Tragedią mogła się zakończyć wtorkowa górska wyprawa pewnej rodziny. Dzieci były ubrane w getry, sukienki i niskie buty. Rodzice nie mieli latarek, ani aplikacji, która pomaga ratownikom zlokalizować turystów. Nieszczęściu udało się zapobiec dzięki interwencji GOPR.
We wtorek po południu ratownicy Wałbrzysko-Kłodzkiej Grupy GOPR otrzymali zgłoszenie od czeskiego pogotowia górskiego o czterech osobach które zabłądziły i utknęły prawdopodobnie w rejonie granicznego szlaku powyżej Międzygórza rejon Przełęczy Puchacza.
Poszukiwania rodziny utrudniał fakt, że rodzice nie posiadali aplikacji, która ułatwia ratownikom zlokalizowanie turystów. W końcu odnaleziono grupę w rejonie Małego Śnieżnika.
W górach zabłądziła czteroosobowa rodzina: rodzice nie posiadali nawet latarek, a dzieci (12 i 6 lat) były nieodpowiednio ubrane - miały założone niskie buty i getry.
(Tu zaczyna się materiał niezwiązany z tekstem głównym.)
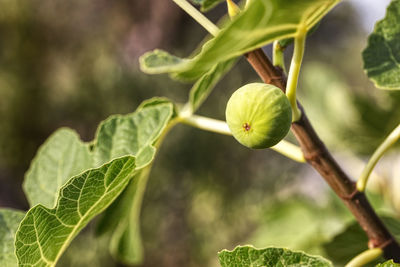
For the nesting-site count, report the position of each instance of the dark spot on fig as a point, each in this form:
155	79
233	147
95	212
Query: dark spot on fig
246	127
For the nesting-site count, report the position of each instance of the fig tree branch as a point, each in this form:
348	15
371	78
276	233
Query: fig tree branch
318	156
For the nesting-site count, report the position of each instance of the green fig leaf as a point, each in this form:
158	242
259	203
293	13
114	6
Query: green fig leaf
44	233
390	263
206	5
204	86
248	256
382	55
132	134
62	156
9	221
352	241
262	22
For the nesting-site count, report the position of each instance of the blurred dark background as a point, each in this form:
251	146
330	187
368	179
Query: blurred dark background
73	63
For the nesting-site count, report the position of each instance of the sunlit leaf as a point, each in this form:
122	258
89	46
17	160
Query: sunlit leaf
248	256
390	263
45	233
132	134
382	55
62	156
203	87
261	23
9	221
352	241
207	4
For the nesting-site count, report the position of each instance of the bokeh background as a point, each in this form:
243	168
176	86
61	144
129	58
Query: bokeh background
73	63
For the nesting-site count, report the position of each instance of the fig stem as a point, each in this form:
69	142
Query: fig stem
294	71
212	125
233	9
392	138
198	16
278	56
365	257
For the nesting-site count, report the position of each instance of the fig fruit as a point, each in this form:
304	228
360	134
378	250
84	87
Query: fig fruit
259	115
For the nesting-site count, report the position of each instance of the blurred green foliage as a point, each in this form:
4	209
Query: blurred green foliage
74	63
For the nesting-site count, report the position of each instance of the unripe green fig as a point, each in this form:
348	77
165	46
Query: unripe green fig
259	115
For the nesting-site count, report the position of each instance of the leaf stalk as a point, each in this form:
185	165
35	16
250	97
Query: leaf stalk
212	125
365	257
294	71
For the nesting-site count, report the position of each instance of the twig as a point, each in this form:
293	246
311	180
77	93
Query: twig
320	158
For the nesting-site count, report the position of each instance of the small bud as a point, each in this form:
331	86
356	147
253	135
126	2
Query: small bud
233	9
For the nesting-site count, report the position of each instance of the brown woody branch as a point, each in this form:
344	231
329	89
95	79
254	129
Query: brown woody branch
317	155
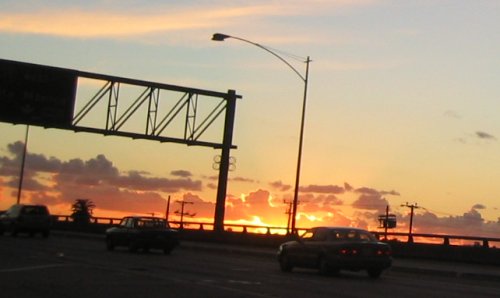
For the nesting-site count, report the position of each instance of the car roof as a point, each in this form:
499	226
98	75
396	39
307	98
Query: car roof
337	228
144	217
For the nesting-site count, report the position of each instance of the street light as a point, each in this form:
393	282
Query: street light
304	78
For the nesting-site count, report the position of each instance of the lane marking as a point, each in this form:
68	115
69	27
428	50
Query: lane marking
29	268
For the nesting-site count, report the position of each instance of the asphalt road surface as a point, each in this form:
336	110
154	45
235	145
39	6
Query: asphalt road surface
75	267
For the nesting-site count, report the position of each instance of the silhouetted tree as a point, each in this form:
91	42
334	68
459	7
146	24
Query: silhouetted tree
82	211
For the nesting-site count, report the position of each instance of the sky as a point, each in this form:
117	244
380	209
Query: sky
402	108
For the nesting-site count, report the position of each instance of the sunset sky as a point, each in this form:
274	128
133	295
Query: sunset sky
403	106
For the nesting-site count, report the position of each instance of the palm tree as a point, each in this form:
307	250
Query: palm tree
82	211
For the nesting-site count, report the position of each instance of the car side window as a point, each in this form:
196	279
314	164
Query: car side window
333	236
320	235
307	236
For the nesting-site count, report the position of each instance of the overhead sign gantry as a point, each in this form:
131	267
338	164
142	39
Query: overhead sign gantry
45	96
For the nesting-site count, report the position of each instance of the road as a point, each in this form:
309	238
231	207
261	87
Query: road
76	267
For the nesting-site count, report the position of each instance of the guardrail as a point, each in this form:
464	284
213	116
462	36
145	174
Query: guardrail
446	240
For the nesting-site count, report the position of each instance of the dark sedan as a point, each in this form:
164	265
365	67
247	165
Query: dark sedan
142	232
331	249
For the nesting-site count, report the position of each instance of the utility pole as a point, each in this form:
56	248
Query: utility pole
412	207
23	161
288	212
167	212
182	213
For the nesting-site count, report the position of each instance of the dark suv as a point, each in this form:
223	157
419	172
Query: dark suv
30	219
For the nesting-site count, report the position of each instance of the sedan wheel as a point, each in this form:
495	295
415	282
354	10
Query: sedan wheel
374	273
132	247
285	264
323	266
110	245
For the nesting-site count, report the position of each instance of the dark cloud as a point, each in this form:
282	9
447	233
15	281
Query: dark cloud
242	179
484	135
478	206
374	192
333	189
370	202
280	186
452	114
181	173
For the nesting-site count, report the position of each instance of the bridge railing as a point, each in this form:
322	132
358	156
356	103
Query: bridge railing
443	239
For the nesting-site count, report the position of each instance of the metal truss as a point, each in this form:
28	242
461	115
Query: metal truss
157	121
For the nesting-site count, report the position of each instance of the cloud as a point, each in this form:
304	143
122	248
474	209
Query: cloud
181	173
98	21
97	179
278	185
478	206
371	202
452	114
484	135
333	189
242	179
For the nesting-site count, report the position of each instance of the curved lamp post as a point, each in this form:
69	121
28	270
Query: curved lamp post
304	78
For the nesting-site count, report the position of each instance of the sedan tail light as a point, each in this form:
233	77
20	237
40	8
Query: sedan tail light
348	251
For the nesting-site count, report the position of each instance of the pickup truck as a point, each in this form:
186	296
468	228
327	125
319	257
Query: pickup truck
142	232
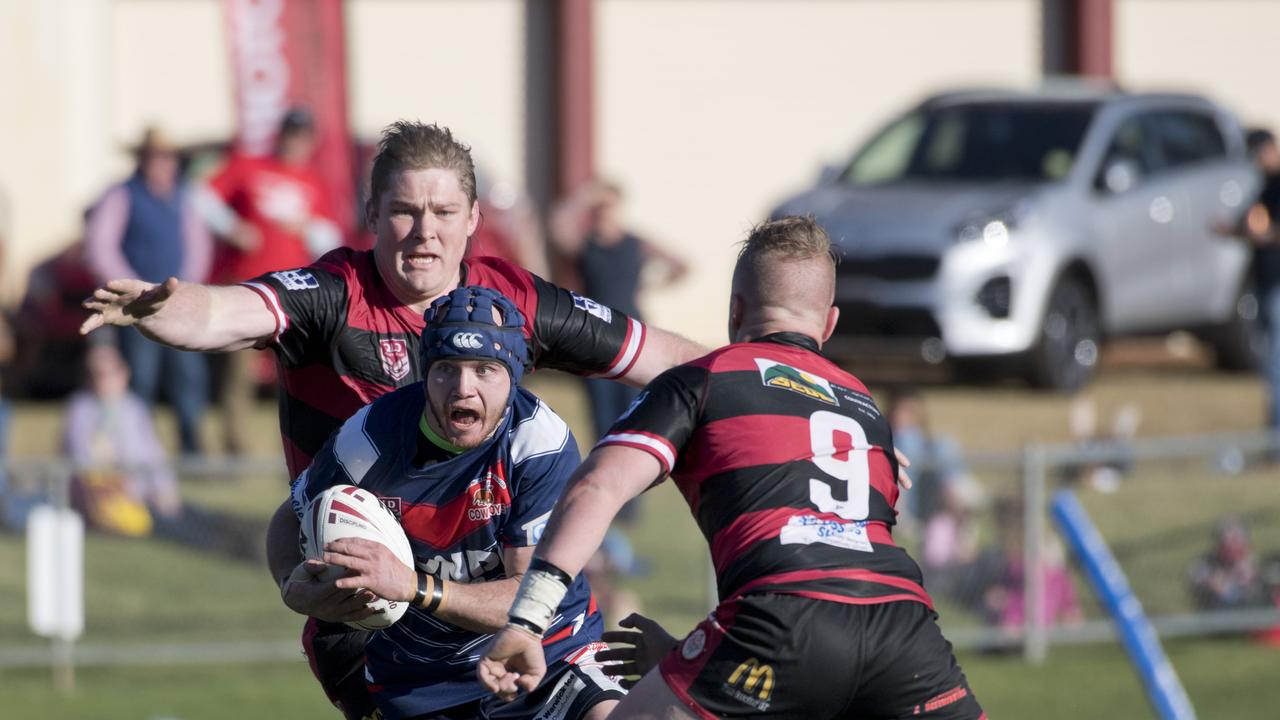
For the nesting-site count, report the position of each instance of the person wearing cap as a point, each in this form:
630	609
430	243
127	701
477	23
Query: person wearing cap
346	329
147	227
471	464
273	213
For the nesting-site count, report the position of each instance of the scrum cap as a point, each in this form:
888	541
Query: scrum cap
461	324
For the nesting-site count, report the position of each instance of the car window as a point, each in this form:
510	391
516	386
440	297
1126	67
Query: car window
1133	149
888	154
978	141
1188	137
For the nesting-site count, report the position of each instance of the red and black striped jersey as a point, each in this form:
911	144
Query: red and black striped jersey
342	338
787	466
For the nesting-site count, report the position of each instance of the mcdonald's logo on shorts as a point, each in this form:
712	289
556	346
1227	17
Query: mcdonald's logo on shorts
752	683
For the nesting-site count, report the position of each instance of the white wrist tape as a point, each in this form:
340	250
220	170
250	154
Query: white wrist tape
538	598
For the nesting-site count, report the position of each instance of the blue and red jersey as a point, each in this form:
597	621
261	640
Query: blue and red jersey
458	515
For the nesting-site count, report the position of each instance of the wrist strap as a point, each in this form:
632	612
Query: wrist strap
420	596
540	593
430	592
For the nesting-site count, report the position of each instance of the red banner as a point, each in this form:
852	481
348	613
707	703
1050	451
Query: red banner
293	53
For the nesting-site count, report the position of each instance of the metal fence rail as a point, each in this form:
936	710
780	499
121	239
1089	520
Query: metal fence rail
247	621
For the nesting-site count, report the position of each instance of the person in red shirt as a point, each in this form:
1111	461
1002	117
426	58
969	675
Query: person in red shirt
346	329
789	469
272	213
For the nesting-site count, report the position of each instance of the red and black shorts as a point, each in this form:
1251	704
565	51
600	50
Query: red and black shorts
789	656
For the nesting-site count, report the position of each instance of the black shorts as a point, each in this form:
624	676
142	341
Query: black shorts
337	656
789	656
572	686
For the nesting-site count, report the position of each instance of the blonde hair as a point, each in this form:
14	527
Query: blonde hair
410	145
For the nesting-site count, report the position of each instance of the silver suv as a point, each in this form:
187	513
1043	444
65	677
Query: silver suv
1019	229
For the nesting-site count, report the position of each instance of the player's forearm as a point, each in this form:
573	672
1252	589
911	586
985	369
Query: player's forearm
209	319
282	543
662	350
480	607
579	524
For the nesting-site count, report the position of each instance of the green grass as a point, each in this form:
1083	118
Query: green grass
145	591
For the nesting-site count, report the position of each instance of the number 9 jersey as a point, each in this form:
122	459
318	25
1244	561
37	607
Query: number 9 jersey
787	466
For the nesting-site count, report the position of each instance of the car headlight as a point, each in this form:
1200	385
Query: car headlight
992	228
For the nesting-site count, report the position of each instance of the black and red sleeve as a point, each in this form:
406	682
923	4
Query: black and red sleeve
310	306
663	417
570	332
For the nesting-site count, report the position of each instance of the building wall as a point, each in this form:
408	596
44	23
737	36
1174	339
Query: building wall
1226	49
709	112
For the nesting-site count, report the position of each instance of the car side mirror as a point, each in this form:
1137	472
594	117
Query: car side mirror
1119	176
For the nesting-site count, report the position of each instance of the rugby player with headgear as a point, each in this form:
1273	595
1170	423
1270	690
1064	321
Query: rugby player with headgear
346	328
789	469
471	464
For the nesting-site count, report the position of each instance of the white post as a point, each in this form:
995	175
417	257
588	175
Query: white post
1036	634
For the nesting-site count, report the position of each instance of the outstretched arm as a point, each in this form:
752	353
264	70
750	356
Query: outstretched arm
183	315
662	350
480	607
Wszyscy znajdowali się już w pierwszym stopniu hipotermii.
Ratownicy ewakuowali grupę do schroniska Hala Pod Śnieżnikiem.
Ratownicy przypominają, że warunki w górach są trudne. Starali się dotrzeć do poszkodowanych skuterem śnieżnym oraz quadem na gąsienicach, ale końcówkę trasy musieli pokonać na nartach skiturowych. Jak podają, wyprawa trwała pięć godzin i brało w niej udział czterech ratowników.